• Sonuç bulunamadı

1.4. Kendi Güneşinin Parıltısında: Züppe Ahlakı

1.4.2. Alafranganın giyimi

Osmanlı Batılılaşmasının gündelik hayattaki en somut taraflarından biri, giyim- kuşam alanındaki yenilikler aracılığıyla kendini gösterme imkânı bulmuştur. Batılı giyim tarzı, ilk olarak II. Mahmut dönemlerindeki giyim ve kuşam alanında yapılan değişikliklerle yaygın bir şekilde uygulanmaya başlar ve Padişahın emriyle; fes, setre pantolon vs. gibi kıyafetlerle devlet erkânı ve memurlarla arasında yaygınlaşır. Avrupaî giyim, öteki toplumla kendini şekil anlamında bütünleştirme ve çağdaşlaşma gayretinin bir ürünüdür. Fes, bir Osmanlı alamet-i farikası olarak muhafaza edilmiş, fakat setre pantolon, kravat vs. alafranga giyimin tercihleri olarak alınmıştır. II. Mahmut’un “gâvur padişah” olarak anılmasına da neden olan bu değişiklik, Osmanlı imajının değişmesindeki önemli merhalelerden biri olarak kaydedilmelidir.

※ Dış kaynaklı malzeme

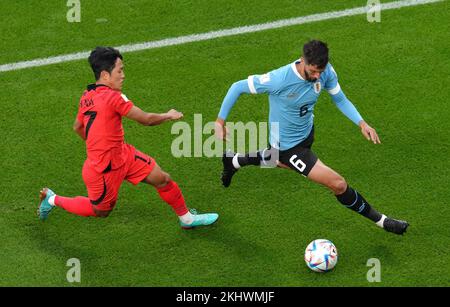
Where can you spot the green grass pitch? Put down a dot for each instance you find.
(396, 72)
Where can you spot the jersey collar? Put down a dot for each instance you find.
(294, 68)
(94, 86)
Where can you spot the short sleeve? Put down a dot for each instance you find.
(80, 116)
(259, 84)
(122, 104)
(332, 84)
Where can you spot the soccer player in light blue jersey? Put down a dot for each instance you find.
(293, 92)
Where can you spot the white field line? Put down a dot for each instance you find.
(215, 34)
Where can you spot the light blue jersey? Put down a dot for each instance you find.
(292, 100)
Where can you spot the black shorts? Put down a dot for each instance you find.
(300, 158)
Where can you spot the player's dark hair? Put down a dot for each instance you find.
(103, 58)
(315, 53)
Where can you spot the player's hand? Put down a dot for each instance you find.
(220, 130)
(174, 114)
(369, 133)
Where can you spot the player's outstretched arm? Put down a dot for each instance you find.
(349, 110)
(152, 119)
(78, 127)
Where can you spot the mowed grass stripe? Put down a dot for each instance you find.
(215, 34)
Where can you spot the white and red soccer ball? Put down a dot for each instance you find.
(321, 255)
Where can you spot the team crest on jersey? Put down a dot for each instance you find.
(124, 97)
(317, 87)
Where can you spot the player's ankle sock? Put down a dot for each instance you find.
(187, 218)
(78, 205)
(172, 195)
(353, 200)
(380, 223)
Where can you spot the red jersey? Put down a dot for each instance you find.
(101, 109)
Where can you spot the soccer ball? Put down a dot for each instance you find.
(321, 255)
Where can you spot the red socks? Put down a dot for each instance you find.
(172, 195)
(78, 205)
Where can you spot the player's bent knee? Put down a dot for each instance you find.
(102, 213)
(338, 186)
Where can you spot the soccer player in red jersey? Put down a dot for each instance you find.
(110, 160)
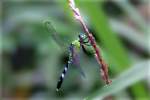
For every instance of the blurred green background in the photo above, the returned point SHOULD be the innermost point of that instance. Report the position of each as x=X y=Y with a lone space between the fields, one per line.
x=31 y=61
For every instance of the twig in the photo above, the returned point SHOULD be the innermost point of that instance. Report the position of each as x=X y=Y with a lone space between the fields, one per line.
x=104 y=66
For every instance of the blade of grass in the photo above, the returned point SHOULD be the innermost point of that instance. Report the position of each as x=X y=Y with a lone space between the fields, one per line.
x=132 y=75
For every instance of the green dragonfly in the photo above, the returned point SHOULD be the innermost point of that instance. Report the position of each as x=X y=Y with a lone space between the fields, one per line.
x=81 y=43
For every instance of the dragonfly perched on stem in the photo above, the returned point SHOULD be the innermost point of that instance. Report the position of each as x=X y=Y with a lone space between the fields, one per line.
x=73 y=49
x=84 y=39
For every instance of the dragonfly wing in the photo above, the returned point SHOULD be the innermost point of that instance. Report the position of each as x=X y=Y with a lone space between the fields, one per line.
x=54 y=34
x=76 y=60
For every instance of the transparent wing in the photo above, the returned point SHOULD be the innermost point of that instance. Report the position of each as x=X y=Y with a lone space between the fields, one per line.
x=76 y=60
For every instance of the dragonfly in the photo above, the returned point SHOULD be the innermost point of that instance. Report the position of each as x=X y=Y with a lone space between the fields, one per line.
x=75 y=47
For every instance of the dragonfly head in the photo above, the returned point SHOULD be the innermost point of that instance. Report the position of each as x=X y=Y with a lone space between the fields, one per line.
x=76 y=44
x=82 y=36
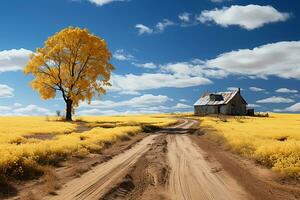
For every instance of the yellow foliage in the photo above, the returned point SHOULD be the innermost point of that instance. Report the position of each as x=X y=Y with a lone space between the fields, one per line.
x=273 y=141
x=73 y=62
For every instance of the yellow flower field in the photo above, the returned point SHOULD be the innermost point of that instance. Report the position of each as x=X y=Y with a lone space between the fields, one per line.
x=272 y=141
x=23 y=157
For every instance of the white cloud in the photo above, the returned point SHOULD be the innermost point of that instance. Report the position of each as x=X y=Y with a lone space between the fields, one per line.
x=17 y=110
x=17 y=105
x=161 y=26
x=182 y=106
x=4 y=109
x=120 y=54
x=218 y=1
x=103 y=2
x=142 y=29
x=148 y=81
x=149 y=65
x=248 y=17
x=286 y=90
x=293 y=108
x=14 y=59
x=184 y=17
x=275 y=99
x=195 y=67
x=6 y=91
x=233 y=88
x=130 y=92
x=32 y=109
x=256 y=89
x=279 y=59
x=253 y=105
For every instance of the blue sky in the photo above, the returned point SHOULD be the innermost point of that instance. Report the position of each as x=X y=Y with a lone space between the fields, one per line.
x=166 y=53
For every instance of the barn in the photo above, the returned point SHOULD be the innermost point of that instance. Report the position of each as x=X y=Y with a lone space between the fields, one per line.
x=227 y=103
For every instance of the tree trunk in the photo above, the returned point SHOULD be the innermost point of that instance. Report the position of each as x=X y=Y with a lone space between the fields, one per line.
x=69 y=110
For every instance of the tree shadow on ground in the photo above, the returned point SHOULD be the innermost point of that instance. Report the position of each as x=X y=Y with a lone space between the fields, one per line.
x=7 y=190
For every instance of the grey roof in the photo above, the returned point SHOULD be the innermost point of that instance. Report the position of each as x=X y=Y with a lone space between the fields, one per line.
x=226 y=97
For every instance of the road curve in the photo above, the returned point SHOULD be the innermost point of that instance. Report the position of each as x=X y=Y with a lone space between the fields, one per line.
x=94 y=184
x=192 y=176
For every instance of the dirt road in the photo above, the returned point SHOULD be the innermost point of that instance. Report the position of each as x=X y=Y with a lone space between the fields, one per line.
x=94 y=184
x=166 y=165
x=193 y=178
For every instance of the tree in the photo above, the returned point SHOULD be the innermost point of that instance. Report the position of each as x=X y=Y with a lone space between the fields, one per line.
x=73 y=62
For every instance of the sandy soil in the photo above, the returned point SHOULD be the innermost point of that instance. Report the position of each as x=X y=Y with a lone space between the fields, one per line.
x=176 y=163
x=193 y=178
x=93 y=184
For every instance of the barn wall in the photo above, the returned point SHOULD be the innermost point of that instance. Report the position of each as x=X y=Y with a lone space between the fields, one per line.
x=235 y=107
x=205 y=110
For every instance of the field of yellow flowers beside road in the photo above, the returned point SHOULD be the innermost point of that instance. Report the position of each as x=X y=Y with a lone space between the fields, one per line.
x=273 y=141
x=22 y=153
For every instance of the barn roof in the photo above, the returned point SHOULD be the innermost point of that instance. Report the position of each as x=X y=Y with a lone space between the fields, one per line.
x=220 y=98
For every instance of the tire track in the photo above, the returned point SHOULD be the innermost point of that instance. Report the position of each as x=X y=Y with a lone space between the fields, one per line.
x=93 y=184
x=193 y=178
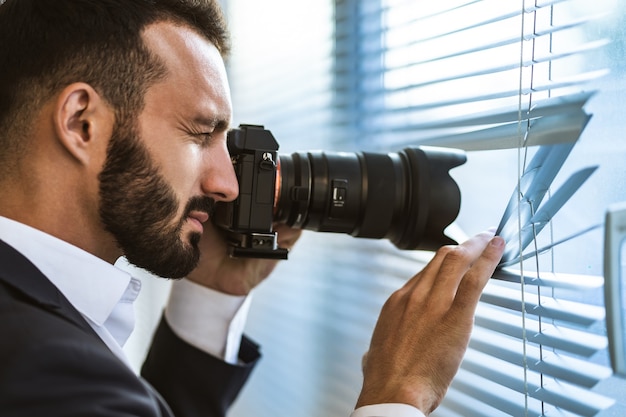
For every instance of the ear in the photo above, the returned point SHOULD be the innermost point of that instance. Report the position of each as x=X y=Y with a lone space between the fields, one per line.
x=83 y=122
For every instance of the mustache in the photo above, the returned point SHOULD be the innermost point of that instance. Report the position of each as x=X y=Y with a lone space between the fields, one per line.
x=205 y=204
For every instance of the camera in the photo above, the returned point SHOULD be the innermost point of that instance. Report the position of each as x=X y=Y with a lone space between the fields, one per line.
x=407 y=197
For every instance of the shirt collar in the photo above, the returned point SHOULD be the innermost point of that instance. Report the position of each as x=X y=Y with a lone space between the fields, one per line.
x=93 y=286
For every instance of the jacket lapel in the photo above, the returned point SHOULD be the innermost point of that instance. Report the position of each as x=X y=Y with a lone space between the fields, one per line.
x=20 y=274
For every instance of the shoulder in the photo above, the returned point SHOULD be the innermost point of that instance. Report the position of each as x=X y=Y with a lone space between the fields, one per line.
x=52 y=366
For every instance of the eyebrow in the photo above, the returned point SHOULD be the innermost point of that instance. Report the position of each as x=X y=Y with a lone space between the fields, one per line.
x=217 y=123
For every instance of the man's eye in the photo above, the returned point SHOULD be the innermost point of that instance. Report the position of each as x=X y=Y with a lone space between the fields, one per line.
x=203 y=139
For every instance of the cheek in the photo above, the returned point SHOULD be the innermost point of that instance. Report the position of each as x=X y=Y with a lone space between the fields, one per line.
x=182 y=169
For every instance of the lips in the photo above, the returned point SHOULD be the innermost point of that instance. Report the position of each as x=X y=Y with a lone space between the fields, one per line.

Tamamen dışsal algılara dayanan ögelerle kendini var eden alafrangalığın en çok önem verdiği hususların başında, kılık-kıyafete gösterdiği titizlik gelir. Çünkü kendini dış çevreye ilk sunuş biçimi kılık kıyafetle olur. Züppe tipi, karşıdakini etkilemek ve itibarını arttırmak için ilk adımlarını giyimindeki gösterişle kazanacağına inanır. Bu

anlamda hem züppe erkeğin hem de kadının giyim-kuşamları abartıya kaçtığı için eleştirilmiştir.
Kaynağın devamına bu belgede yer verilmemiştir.